By Pete Williams
There’s been much debate in the triathlon world about the new Draft Legal Challenge, a sprint distance triathlon on March 5 in Clermont, Fla., endorsed by USA Triathlon. Drafting is commonplace in competitive cycling and group rides, but it’s a no-no in triathlon, with penalties assessed during races by officials on motorcycles.
At least that’s the theory. Many a sprint triathlete has been flagged over the course of a modest 10-to-25 mile bike course that’s easy to police. Ironman races, however, are notorious for not enforcing the drafting rule over the course of the 112-mile distance (56 miles for an Ironman 70.3 race).
The recent debate over the new Draft Legal Challenge got me wondering. Is this really a big deal? Many triathletes already race draft legal unofficially during longer events.

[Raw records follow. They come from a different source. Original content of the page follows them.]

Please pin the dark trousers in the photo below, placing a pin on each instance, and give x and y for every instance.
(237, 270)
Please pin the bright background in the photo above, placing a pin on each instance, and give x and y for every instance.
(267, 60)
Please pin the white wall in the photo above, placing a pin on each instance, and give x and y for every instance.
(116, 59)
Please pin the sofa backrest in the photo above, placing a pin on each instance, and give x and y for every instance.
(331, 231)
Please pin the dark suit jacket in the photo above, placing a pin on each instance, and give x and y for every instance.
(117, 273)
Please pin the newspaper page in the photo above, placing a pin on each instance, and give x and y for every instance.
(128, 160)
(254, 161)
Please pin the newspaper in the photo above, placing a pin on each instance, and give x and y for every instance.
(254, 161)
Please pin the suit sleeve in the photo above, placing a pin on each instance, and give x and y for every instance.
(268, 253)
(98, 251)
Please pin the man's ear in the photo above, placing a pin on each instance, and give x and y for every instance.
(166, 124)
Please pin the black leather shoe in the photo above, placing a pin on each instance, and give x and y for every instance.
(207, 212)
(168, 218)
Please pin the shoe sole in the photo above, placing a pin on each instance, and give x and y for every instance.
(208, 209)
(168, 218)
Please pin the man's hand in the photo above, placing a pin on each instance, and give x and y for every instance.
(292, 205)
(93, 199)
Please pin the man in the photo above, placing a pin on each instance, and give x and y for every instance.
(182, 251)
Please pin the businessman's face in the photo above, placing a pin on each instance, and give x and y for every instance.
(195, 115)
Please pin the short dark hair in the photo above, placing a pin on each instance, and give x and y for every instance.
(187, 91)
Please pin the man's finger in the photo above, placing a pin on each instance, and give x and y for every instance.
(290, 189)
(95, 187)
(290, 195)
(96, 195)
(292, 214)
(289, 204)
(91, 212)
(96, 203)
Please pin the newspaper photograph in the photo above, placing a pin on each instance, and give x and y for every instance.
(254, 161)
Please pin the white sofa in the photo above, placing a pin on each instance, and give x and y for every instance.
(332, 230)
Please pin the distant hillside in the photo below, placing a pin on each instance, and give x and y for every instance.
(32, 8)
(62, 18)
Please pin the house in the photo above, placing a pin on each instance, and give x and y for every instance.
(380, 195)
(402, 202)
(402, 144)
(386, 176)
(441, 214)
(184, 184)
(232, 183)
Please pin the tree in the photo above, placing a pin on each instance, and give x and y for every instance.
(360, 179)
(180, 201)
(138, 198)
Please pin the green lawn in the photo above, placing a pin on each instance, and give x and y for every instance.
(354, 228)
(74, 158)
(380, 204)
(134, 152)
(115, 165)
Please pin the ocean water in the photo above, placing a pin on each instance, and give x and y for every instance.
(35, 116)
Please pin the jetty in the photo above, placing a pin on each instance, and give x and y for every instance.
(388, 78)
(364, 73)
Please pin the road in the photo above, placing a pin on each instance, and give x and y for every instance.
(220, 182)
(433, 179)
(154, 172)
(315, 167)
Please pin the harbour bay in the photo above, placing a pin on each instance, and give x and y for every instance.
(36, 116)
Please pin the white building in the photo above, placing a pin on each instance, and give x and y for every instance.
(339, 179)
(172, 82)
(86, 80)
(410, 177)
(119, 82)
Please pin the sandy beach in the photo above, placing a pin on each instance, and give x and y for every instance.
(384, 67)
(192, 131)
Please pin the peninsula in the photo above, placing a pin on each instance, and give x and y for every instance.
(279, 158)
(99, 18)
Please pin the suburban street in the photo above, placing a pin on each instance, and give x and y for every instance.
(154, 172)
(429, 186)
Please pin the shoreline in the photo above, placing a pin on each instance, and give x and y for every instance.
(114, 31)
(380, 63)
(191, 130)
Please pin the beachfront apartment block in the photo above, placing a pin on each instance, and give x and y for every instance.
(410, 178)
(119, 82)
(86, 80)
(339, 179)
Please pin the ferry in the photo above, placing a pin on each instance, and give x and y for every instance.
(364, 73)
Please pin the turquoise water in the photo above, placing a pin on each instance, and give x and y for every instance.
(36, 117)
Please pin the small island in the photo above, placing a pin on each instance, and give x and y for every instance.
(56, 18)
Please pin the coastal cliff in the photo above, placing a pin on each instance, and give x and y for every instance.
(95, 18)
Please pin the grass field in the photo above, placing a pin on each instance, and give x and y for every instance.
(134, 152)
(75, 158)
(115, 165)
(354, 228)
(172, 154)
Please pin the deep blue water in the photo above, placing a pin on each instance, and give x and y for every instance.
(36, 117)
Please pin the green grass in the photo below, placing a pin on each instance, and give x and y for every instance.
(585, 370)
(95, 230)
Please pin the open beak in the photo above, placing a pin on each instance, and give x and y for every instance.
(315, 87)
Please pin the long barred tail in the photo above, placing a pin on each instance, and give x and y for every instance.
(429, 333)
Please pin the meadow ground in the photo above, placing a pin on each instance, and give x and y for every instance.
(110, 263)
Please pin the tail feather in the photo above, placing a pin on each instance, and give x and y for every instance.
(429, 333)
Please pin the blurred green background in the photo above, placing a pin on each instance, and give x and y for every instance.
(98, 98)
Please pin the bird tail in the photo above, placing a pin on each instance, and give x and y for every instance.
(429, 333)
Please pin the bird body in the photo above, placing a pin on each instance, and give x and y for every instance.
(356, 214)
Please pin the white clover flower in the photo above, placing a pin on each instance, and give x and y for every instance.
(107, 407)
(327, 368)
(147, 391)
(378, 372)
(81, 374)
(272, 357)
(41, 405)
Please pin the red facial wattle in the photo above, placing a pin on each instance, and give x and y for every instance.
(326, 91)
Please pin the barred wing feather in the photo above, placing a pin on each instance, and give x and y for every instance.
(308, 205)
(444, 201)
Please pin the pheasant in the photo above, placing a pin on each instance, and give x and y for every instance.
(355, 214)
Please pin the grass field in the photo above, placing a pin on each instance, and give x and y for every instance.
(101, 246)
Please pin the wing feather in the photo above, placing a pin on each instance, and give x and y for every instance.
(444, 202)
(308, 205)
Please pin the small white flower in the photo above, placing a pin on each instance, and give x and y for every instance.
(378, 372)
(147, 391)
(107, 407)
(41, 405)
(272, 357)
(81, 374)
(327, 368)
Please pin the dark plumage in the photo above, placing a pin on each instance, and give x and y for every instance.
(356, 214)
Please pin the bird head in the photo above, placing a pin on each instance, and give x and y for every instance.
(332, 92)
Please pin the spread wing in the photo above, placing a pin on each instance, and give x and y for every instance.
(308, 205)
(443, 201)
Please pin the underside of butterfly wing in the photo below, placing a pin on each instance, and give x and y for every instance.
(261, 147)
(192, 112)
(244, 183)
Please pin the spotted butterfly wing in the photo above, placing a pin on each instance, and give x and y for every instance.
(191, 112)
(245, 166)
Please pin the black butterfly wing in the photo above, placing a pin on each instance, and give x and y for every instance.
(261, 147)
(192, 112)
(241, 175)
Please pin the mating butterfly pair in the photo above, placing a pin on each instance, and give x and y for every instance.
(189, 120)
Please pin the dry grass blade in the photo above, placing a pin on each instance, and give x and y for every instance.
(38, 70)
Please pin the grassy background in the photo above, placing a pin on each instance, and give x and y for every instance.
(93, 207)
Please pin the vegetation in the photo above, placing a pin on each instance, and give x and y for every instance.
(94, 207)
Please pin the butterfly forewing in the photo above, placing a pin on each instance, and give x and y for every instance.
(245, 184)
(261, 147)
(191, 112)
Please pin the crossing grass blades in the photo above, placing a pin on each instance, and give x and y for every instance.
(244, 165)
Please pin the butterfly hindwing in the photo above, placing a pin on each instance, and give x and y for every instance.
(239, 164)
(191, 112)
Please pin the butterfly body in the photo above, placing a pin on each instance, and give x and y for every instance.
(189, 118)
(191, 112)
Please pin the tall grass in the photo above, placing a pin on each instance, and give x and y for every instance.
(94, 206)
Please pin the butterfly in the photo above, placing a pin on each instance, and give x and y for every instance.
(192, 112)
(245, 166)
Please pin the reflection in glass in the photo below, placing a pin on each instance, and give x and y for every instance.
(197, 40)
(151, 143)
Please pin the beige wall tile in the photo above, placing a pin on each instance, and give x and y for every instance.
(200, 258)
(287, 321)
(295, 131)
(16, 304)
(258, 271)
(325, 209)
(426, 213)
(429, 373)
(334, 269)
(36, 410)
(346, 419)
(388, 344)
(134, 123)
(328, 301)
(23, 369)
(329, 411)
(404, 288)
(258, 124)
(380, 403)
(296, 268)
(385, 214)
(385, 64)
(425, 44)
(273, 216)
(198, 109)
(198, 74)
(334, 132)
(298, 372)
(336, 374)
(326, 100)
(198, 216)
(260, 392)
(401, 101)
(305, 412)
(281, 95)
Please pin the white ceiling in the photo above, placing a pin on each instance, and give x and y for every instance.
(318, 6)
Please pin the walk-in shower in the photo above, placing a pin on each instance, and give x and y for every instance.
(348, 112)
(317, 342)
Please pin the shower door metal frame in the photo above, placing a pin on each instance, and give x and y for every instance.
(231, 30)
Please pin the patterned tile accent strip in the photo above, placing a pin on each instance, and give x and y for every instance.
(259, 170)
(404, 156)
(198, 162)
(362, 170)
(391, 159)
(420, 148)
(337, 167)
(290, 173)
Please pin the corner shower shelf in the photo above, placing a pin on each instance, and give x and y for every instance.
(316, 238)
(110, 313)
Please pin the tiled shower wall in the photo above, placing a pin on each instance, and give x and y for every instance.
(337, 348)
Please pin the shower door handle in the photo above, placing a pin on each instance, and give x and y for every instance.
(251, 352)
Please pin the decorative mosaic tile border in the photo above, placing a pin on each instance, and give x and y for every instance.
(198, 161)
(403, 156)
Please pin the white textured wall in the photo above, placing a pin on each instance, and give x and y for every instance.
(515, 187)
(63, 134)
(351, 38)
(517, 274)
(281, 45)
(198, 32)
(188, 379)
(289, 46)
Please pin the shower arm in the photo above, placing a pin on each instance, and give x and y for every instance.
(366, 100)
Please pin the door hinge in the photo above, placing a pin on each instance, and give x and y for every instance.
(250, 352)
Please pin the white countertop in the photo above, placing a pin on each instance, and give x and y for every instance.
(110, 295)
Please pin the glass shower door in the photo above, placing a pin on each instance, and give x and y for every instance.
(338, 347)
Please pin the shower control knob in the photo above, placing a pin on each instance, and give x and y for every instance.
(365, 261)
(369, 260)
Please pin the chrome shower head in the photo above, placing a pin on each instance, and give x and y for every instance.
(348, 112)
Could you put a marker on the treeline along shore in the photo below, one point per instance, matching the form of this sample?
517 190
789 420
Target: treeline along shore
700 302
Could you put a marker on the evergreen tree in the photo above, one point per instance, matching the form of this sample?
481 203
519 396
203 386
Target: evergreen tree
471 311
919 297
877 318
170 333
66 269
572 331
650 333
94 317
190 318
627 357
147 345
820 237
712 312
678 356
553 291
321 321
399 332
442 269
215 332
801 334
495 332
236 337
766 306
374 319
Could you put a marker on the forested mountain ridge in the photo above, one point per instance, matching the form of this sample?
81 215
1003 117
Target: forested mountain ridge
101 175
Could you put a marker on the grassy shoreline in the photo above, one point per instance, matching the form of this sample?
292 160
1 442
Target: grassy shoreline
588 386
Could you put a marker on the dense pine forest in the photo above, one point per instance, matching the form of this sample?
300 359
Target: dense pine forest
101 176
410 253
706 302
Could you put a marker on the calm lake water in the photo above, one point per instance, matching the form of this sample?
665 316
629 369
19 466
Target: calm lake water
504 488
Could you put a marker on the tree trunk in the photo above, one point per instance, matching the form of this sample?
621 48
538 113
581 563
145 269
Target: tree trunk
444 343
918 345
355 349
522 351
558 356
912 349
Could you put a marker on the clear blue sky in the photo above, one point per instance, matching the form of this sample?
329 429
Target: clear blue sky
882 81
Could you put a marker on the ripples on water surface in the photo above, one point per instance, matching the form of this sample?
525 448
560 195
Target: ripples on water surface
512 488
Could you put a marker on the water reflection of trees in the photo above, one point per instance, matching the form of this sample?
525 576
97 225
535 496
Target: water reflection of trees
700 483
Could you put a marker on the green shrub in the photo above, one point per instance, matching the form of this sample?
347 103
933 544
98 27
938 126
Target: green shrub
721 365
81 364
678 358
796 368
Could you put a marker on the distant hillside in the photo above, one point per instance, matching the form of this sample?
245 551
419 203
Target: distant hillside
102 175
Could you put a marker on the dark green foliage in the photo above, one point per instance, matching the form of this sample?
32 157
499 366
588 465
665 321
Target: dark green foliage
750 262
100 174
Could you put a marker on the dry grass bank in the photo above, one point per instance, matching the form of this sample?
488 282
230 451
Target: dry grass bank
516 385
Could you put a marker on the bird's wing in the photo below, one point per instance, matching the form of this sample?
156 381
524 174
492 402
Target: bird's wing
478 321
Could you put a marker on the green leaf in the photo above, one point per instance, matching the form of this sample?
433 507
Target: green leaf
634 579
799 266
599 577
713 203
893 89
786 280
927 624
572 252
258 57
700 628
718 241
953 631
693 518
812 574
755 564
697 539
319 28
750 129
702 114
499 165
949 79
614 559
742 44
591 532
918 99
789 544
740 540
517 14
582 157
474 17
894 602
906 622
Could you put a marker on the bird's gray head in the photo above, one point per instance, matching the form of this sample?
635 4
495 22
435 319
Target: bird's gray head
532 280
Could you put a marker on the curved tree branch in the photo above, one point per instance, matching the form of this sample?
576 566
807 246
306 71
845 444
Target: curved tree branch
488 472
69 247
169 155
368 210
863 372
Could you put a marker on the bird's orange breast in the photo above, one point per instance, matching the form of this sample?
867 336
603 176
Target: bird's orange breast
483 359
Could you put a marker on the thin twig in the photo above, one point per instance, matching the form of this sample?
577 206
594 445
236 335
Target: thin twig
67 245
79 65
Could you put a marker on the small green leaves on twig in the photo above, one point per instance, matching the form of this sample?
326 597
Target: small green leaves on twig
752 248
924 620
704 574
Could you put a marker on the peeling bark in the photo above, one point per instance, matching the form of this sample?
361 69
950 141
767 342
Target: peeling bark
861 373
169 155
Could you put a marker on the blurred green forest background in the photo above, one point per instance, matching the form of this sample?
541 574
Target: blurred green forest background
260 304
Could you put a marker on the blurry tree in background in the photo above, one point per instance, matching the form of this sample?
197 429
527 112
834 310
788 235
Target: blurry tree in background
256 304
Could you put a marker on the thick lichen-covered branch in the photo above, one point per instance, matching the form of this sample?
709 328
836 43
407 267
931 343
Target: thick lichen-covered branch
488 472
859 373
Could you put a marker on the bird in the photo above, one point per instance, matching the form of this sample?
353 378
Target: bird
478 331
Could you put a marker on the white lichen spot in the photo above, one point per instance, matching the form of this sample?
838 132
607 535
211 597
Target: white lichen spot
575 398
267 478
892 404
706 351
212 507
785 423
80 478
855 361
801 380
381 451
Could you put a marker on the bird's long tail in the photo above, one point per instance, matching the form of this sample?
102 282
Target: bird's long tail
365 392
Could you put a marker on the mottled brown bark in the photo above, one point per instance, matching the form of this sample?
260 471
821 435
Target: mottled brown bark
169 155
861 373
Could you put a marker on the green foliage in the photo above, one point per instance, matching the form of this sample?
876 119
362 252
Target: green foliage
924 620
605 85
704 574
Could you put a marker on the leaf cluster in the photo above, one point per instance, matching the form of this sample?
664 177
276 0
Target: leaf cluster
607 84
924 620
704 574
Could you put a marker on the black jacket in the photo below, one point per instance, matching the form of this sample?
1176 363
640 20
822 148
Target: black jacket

The Ironman 70.3 championship, held in Clearwater from 2006-2010, is notorious for drafting. In November, I shot some footage about midway through the bike course along McMullen-Booth Road just north of Drew Street.
I shot at street level and from an overpass. The drafting might have been even more blatant were it not for a friend of mine, a triathlon purist, who brought along an electronic bullhorn and urged athletes to “break it up.” We watched cyclists for 90 minutes and while Ironman policed the pros, we rarely saw a motorcycle after that. Unfortunately, we did see two wrecks.